Può tornare utile riferirsi al celebre asserto che s’incontra nel Metalogicon di Giovanni di Salisbury: «Diceva Bernardo di Chartres che noi siamo come nani sulle spalle di giganti»; possiamo, cioè, vedere più lontano non per l’acume della nostra vista o l’altezza del nostro corpo, ma perché siamo portati in alto dalla statura dei giganti. La massima restituisce conforto e speranza proprio in quanto gli attori di oggi, seppur nani rispetto ai grandi maestri fondatori del passato, possono persino sopravanzarli, guardare 'oltre' e più in profondità l’orizzonte, onorare così e rivitalizzare quella preziosa eredità ricevuta come dono. Il nostro tempo, per divenire il nostro kairos, ce lo impone. Nella certezza poi che lo Spirito continua a mandarci uomini e donne che adempiono il compito di farci camminare verso la pienezza del Regno e che comunque, come ci ricordava Jacques Bossuet, «Dio scrive dritto anche sulle righe storte degli uomini».

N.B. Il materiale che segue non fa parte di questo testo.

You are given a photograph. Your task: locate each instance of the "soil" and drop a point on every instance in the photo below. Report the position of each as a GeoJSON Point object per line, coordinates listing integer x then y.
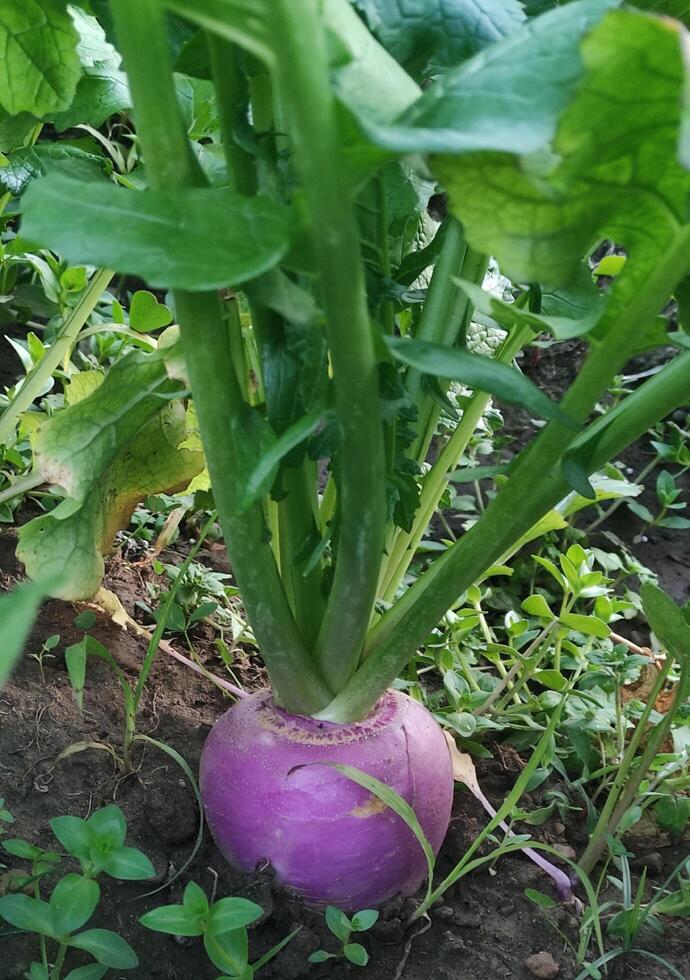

Trovo utile e certamente stimolante, caro professore, questo tuo richiamo all’umiltà e alla sapienza. Credo tuttavia che siamo ancora troppo immersi in questo nostro tempo per avere pieno e giusto metro di giudizio sulla reale 'statura' degli «attori di oggi» nella vita della Chiesa. E per quel che vale, con il mio semplice sguardo da cronista, nei non più brevi anni del dopo-Concilio qualche 'gigante' del Concilio stesso figlio già l’ho visto e lo vedo all’opera…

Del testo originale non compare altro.